Before he was a painter, Jairo Franco made pesebres. These are nativity scenes, the Colombian equivalent to lawn decorations in the U.S. And just like in the U.S., where giant inflatable snowmen perch on rooftops and Christmas lights flash to the tune of some "Jingle Bells" techno remix, pesebres in Colombia can get extravagant. Jairo says if his pesebres hadn't been so ambitious, he would have never turned into one of Colombia's most colorful artists, and one that arguably represents the best and worst of a movement across Latin America.
The pesebre of 1971, for example, made for the textile company where he'd been working as an engineer for just two years: it attracted a lot of attention. People from the offices across the street would come into the building lobby just to look at it. It even got a photo in the Medellin city paper. It had an elaborate landscape painted on the backdrop, showing cows and tiny men in ponchos. Thanks to Jairo's background in engineering, he was able to make all the Nativity characters move. The donkey swung its head back and forth. Joseph the carpenter chopped wood. The Virgin Mary stirred a big pot of soup. "Real smoke came out of her fire," Jairo says.
He says that management at the textile company were so impressed with the pesebre that as a token of appreciation, they gave him a scholarship to take a porcelain painting class at Medellin's fine arts center. His final project was a giant plate with a church in the middle, the edges decorated with the green hills and the dirty-faced coal miners of his hometown. Then he switched to oil painting, which, he says, was less expensive than painting on fine china.
Jairo's name won't appear very high in any search engine if researching Colombian artists. He has won a couple of local contests, made a few sales, and hosted several exhibitions. He is pretty much a living definition of a naïf artist: untrained, with paintings that look skewed and crooked, but are still beautiful to look at in their own way. His biggest claim to fame is painting all the central plazas of the 125 municipalities that make up Antioquia department, where Medellin is the district capital.

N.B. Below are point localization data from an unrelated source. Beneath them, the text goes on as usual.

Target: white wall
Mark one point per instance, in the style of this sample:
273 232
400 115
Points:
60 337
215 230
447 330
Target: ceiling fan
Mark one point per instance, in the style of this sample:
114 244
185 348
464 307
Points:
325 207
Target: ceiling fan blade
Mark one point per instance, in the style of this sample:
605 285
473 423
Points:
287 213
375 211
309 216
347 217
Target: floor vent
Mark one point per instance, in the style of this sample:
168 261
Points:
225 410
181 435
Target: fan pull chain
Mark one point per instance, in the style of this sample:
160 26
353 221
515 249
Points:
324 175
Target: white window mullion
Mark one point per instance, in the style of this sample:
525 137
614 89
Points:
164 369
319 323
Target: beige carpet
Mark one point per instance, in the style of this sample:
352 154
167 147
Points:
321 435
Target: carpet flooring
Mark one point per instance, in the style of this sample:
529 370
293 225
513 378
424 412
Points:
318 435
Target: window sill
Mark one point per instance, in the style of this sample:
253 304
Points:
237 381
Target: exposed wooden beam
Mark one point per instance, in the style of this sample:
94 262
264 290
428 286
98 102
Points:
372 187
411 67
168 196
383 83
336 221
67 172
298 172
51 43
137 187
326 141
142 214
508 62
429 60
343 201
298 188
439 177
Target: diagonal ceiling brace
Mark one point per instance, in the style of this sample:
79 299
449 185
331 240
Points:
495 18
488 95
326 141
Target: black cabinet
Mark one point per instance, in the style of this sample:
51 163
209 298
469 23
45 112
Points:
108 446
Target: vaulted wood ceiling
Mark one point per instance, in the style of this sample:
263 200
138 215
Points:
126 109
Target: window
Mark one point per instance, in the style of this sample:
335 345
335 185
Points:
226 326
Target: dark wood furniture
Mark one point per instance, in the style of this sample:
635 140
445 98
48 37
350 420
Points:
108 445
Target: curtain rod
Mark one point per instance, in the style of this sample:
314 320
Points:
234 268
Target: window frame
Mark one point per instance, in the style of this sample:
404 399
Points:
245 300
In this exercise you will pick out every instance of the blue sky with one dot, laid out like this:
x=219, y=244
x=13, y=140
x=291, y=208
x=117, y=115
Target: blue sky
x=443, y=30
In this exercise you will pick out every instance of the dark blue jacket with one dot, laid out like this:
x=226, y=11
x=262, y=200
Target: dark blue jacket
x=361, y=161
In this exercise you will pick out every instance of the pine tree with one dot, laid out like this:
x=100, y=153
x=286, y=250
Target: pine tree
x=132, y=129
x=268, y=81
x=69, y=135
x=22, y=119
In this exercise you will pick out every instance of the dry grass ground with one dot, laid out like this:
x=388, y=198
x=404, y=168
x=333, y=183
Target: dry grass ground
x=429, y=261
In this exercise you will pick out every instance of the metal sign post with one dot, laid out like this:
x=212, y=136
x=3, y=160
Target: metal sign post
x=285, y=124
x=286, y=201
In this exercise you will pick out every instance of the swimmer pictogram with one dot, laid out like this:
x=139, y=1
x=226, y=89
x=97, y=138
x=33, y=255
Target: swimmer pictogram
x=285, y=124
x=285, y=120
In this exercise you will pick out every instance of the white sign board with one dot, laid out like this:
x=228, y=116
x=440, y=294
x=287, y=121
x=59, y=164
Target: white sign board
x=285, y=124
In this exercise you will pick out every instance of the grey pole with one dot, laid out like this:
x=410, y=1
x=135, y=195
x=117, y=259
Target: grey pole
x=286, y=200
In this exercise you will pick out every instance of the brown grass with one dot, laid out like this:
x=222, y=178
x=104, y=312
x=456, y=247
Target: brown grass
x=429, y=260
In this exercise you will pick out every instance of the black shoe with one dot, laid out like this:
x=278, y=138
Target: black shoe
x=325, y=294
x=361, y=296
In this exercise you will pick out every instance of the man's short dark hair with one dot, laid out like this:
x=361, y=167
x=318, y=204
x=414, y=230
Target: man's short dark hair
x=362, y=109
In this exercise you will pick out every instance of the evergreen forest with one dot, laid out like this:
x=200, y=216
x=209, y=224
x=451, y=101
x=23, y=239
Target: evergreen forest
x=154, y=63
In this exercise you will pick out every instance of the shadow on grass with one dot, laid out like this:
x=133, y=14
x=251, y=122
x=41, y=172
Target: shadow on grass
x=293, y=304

Naïf art is slowly becoming accepted as something worthy of hanging in museums across Latin America, even though at its worst, it looks like something from a tacky school calendar. Bogota's National Museum hosted an exhibition this summer showcasing the work of a farmer and fisherman who painted primitive, colorful scenes of country life. Venezuela's National Art Gallery also hosted an exhibition in July called "Weavers of Dreams: Naif or Popular Art?" with more than 100 works. Galleries have sprung up in Latin American capitals dedicated exclusively to the genre, while other museums have made naif art part of their permanent collections.
There is a common style to these paintings: the clumsy use of perspective, the slapdash colors. And the themes are almost always rural and nostalgic: scenes of a village lifestyle that is slowly disappearing from Latin America, in which men still wear ponchos, groceries are bought at the vegetable stand rather than the supermarket, and people still socialize in the town square rather than their private homes. In some ways, the naif art that hung on the walls of Venezuela and Colombia's national museums are snapshots of a world fading away. As childish and untrained as the paintings may look, they are still deeply moving for their idealization of country life and their implicit longing for a world in which nothing ever changes and colors always stay bright.

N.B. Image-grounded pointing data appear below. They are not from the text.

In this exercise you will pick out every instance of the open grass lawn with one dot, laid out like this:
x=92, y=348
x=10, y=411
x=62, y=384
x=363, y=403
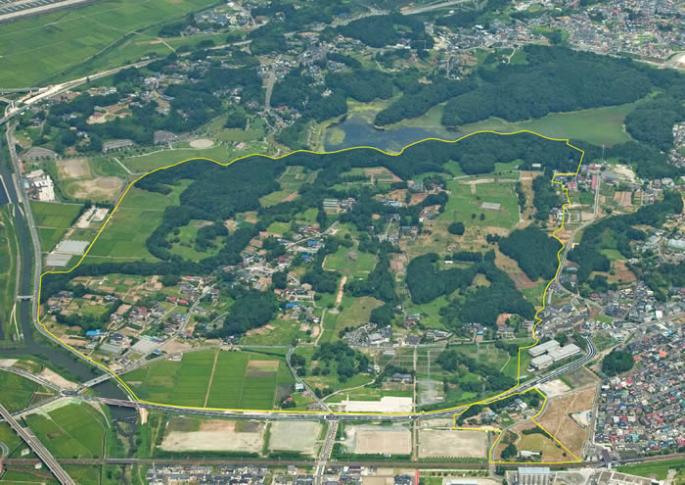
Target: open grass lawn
x=36, y=49
x=213, y=378
x=596, y=125
x=656, y=469
x=18, y=392
x=290, y=181
x=133, y=222
x=466, y=199
x=53, y=219
x=351, y=262
x=76, y=430
x=8, y=266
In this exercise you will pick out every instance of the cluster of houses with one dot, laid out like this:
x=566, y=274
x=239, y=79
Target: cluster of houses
x=643, y=411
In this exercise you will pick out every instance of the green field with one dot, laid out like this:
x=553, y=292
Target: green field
x=596, y=125
x=37, y=49
x=213, y=378
x=18, y=392
x=139, y=214
x=464, y=204
x=73, y=431
x=656, y=469
x=8, y=263
x=52, y=220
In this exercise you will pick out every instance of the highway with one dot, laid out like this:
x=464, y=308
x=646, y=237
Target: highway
x=37, y=447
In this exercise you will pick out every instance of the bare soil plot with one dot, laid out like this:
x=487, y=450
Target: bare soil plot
x=557, y=387
x=448, y=443
x=557, y=417
x=295, y=436
x=99, y=187
x=73, y=168
x=378, y=440
x=217, y=435
x=580, y=378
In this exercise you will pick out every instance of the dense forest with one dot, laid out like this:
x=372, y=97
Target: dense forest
x=534, y=251
x=217, y=193
x=552, y=79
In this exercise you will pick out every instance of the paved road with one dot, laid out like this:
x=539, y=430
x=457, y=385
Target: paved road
x=37, y=447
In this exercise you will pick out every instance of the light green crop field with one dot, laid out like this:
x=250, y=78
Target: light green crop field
x=8, y=266
x=76, y=430
x=18, y=392
x=52, y=220
x=213, y=378
x=657, y=469
x=139, y=214
x=465, y=201
x=351, y=262
x=597, y=125
x=36, y=49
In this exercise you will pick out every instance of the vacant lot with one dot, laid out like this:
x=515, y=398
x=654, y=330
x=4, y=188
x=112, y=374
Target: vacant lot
x=558, y=420
x=53, y=220
x=283, y=434
x=213, y=435
x=213, y=378
x=448, y=443
x=378, y=440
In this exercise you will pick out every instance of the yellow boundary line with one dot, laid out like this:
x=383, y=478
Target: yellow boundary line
x=496, y=397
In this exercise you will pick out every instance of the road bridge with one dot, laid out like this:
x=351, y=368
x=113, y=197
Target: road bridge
x=38, y=448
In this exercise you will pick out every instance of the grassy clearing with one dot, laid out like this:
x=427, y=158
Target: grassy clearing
x=38, y=48
x=465, y=200
x=656, y=469
x=596, y=125
x=18, y=392
x=249, y=380
x=351, y=262
x=139, y=214
x=73, y=431
x=53, y=220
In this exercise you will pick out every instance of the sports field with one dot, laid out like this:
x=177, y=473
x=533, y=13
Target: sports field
x=214, y=378
x=481, y=202
x=139, y=214
x=76, y=430
x=36, y=49
x=52, y=220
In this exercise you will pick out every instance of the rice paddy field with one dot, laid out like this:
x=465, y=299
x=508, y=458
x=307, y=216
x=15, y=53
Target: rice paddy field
x=37, y=49
x=8, y=266
x=133, y=222
x=76, y=430
x=53, y=220
x=215, y=378
x=18, y=392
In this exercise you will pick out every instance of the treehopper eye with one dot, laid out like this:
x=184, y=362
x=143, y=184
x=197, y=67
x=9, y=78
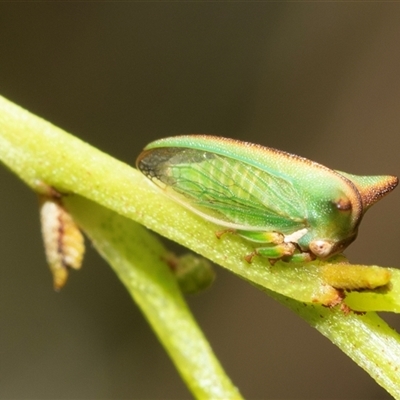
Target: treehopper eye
x=294, y=209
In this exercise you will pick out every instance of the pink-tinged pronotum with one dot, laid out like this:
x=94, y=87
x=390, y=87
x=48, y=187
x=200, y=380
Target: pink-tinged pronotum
x=293, y=208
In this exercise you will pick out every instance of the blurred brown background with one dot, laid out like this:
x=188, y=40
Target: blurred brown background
x=319, y=80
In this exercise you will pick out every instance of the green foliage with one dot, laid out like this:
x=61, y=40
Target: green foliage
x=107, y=196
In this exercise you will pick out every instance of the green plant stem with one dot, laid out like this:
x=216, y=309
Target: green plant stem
x=39, y=152
x=137, y=258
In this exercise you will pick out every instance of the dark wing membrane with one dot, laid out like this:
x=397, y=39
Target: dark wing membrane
x=226, y=189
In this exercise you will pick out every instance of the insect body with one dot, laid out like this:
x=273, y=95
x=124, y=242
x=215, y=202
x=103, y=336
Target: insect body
x=294, y=208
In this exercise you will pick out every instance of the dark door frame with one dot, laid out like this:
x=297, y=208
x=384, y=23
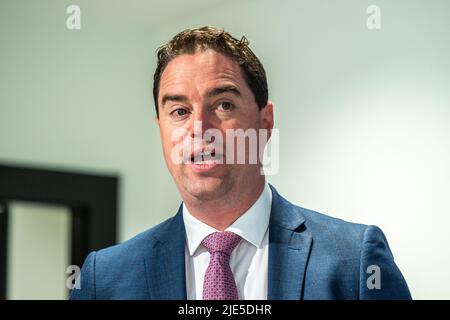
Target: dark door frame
x=92, y=200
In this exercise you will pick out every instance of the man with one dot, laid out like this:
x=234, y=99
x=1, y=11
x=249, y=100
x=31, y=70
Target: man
x=234, y=236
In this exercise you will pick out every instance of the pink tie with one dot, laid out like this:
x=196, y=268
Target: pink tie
x=219, y=281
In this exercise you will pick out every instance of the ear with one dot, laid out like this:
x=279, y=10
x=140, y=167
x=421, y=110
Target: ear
x=267, y=117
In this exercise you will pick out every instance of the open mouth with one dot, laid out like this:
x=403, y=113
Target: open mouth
x=204, y=157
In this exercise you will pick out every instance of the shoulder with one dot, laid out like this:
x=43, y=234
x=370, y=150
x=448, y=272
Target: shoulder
x=136, y=247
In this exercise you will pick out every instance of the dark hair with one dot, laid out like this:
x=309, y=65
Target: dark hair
x=190, y=41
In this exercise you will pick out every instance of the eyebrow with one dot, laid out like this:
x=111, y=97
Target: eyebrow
x=211, y=93
x=223, y=89
x=173, y=97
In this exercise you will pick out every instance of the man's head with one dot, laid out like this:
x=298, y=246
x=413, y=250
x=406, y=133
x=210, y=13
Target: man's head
x=206, y=76
x=191, y=41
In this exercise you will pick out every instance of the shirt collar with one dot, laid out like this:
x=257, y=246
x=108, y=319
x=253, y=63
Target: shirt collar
x=251, y=226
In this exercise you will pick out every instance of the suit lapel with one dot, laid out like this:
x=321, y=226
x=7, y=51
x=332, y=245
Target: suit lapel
x=289, y=247
x=164, y=262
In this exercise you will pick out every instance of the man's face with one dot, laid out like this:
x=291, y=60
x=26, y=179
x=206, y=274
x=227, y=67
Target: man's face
x=208, y=87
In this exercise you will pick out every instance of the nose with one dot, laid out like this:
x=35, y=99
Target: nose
x=201, y=121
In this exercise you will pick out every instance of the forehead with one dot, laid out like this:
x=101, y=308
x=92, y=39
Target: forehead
x=200, y=71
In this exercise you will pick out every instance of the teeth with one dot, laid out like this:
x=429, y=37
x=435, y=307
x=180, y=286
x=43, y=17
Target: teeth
x=205, y=162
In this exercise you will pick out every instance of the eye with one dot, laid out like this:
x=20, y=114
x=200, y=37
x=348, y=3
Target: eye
x=226, y=106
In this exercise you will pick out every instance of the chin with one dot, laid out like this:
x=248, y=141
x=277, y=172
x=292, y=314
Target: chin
x=207, y=188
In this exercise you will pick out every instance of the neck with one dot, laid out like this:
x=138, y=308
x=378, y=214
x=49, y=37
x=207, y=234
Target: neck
x=221, y=213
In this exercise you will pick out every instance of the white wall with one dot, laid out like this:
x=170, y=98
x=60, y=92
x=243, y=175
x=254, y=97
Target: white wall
x=363, y=115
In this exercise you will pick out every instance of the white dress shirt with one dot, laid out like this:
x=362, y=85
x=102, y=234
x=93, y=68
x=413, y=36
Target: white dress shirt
x=248, y=261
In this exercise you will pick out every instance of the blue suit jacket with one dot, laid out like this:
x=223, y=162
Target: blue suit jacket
x=311, y=256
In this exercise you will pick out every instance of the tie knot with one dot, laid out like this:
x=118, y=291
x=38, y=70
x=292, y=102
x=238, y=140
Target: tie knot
x=221, y=242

Jairo explains that he started his most famous project -- the 125-piece series of every village plaza in his home state -- because he was innately drawn to painting churches: "They always stay the same." Pointing at the canvas of his village hometown, he lists all the changes that the plaza has seen over the years. The cobblestoned roads are now paved. The chimneys on the houses have been knocked off, after electricity replaced coal for energy. Some of the traditional facades of the houses have been replaced with garish signs fo pharmacy stores. Another one of the town plazas he painted doesn't even exist anymore: the village was flooded by a mega dam project.

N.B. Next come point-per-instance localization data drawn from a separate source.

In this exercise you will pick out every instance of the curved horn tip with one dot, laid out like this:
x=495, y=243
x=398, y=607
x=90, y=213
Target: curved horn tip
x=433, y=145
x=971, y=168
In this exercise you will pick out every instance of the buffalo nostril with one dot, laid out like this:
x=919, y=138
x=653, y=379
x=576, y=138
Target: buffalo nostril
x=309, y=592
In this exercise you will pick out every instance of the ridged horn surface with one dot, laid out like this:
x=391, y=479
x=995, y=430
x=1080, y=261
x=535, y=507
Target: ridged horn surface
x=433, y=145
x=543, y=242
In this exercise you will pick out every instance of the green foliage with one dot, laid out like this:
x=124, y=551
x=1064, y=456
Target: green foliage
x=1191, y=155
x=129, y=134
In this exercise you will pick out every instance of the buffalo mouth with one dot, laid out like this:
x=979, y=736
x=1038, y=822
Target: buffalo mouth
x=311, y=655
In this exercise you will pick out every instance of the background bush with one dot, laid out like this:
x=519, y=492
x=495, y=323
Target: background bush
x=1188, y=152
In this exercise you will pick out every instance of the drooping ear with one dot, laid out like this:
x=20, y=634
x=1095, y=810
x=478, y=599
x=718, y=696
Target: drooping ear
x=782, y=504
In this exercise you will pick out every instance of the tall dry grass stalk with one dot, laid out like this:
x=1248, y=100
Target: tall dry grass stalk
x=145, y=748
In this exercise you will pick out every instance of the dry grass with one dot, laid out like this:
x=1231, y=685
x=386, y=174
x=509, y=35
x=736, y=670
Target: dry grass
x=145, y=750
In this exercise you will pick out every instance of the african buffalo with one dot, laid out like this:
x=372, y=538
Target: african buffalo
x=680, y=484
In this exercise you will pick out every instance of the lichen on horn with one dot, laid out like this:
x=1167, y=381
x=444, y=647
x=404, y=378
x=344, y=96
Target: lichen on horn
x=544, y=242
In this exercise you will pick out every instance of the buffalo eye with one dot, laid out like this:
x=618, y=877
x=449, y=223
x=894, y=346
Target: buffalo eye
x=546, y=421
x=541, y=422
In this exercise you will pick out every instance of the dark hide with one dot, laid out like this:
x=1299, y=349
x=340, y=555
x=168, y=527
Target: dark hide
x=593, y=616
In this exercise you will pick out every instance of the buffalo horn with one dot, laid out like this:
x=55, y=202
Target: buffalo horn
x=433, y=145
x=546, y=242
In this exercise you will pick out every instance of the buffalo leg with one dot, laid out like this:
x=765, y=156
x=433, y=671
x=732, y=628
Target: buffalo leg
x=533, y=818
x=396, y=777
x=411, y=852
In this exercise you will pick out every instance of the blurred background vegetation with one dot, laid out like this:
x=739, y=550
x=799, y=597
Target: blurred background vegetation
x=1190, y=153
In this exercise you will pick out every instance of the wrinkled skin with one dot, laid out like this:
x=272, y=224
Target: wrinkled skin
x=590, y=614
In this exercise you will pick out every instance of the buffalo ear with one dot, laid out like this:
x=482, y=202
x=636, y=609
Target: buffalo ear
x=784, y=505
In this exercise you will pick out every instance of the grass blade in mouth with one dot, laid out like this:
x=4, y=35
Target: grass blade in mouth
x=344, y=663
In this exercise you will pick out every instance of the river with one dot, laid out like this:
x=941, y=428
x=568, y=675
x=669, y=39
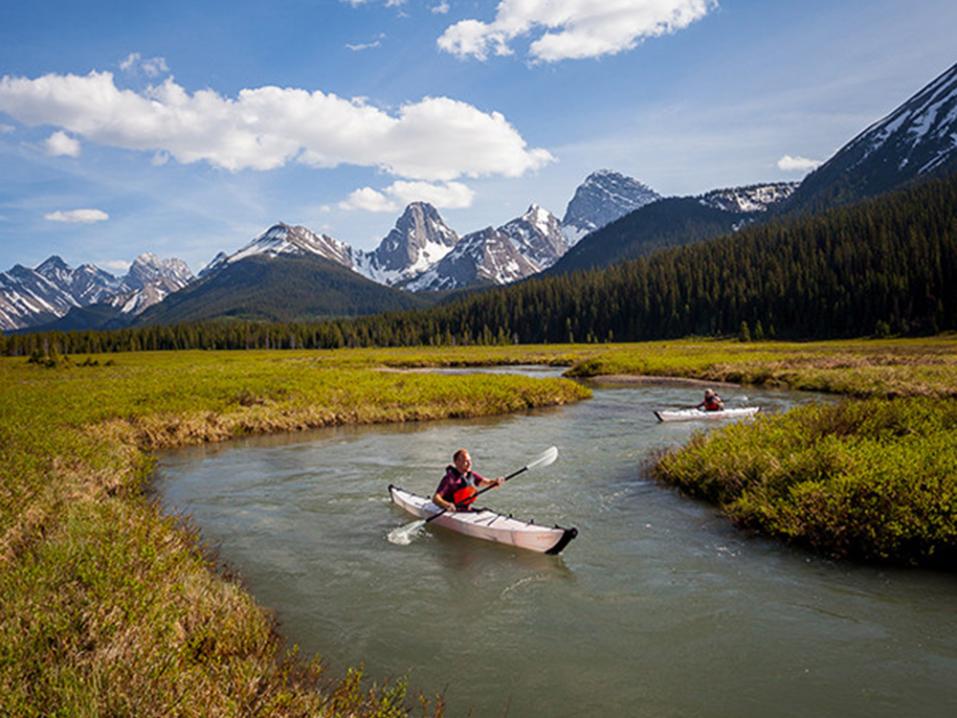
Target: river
x=660, y=607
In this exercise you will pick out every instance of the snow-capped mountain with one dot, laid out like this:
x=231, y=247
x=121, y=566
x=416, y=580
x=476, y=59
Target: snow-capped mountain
x=752, y=198
x=30, y=297
x=283, y=239
x=522, y=247
x=537, y=236
x=602, y=198
x=149, y=281
x=484, y=257
x=919, y=138
x=27, y=298
x=419, y=240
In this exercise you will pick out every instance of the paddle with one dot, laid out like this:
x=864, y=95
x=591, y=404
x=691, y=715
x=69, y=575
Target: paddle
x=404, y=534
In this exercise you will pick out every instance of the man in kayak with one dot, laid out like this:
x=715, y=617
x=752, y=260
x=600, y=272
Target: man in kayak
x=460, y=484
x=712, y=402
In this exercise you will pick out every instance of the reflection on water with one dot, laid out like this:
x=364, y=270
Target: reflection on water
x=659, y=607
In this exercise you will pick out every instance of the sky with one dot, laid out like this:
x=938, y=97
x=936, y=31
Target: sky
x=185, y=128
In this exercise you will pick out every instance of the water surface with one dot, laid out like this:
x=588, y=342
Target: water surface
x=659, y=608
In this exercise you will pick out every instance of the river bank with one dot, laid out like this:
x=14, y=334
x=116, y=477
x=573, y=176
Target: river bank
x=114, y=607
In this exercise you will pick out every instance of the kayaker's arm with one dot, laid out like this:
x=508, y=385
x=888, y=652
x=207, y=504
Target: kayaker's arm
x=442, y=503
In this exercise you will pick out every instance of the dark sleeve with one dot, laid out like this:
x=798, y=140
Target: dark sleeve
x=445, y=488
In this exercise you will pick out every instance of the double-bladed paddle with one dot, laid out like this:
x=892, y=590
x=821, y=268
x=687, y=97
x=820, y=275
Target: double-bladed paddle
x=404, y=534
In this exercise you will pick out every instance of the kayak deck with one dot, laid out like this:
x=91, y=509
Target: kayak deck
x=488, y=525
x=697, y=414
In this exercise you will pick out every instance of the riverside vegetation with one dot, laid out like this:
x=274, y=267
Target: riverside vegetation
x=111, y=607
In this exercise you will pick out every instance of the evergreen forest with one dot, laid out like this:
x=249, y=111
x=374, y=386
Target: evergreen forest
x=883, y=266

It's possible that the kind of naif art produced by Jairo will continue to find a home in some of Latin America's most elite museums and galleries. Still, this is anything but high art. And while some might argue that these kinds of paintings are charming depictions of a romanticized countryside, they are also sentimental. These are select visions -- none of the darker sides to rural life will be seen here. Jairo admits that some of his paintings of Colombia's town plazas are based on photographs mailed to him, because the towns themselves were too dangerous to visit, thanks to Colombia's ongoing civil conflict.
There's another obstacle that could prevent Jairo's "primitive" painting style from ever being fully accepted as "real" art: sometimes it just looks crude. The visual style of the paintings is associated with plenty of cheap tourist knock-offs in Latin America. The flat, colorful style is imitated on cheap T-shirts, mugs and knick-knacks. In some ways, it's hard to accept the naif paintings as "serious" or "authentic" art, when they are so reminiscent of shoddily-made reproductions. And so the debate will likely go on: does naif art deserve to be hung in museums, or sold in the gift shop?
Jairo will continue making a quiet living from his paintings; he sold a piece to a Colombian living overseas just recently. And he is already planning the pesebre he will make this year. Along with the three wise men and the manger animals, he will paint a backdrop showing the Colombian countryside. It will have cows grazing on the hills, chiva buses on the roads, and coal miners walking to work. It is a scene that will never change.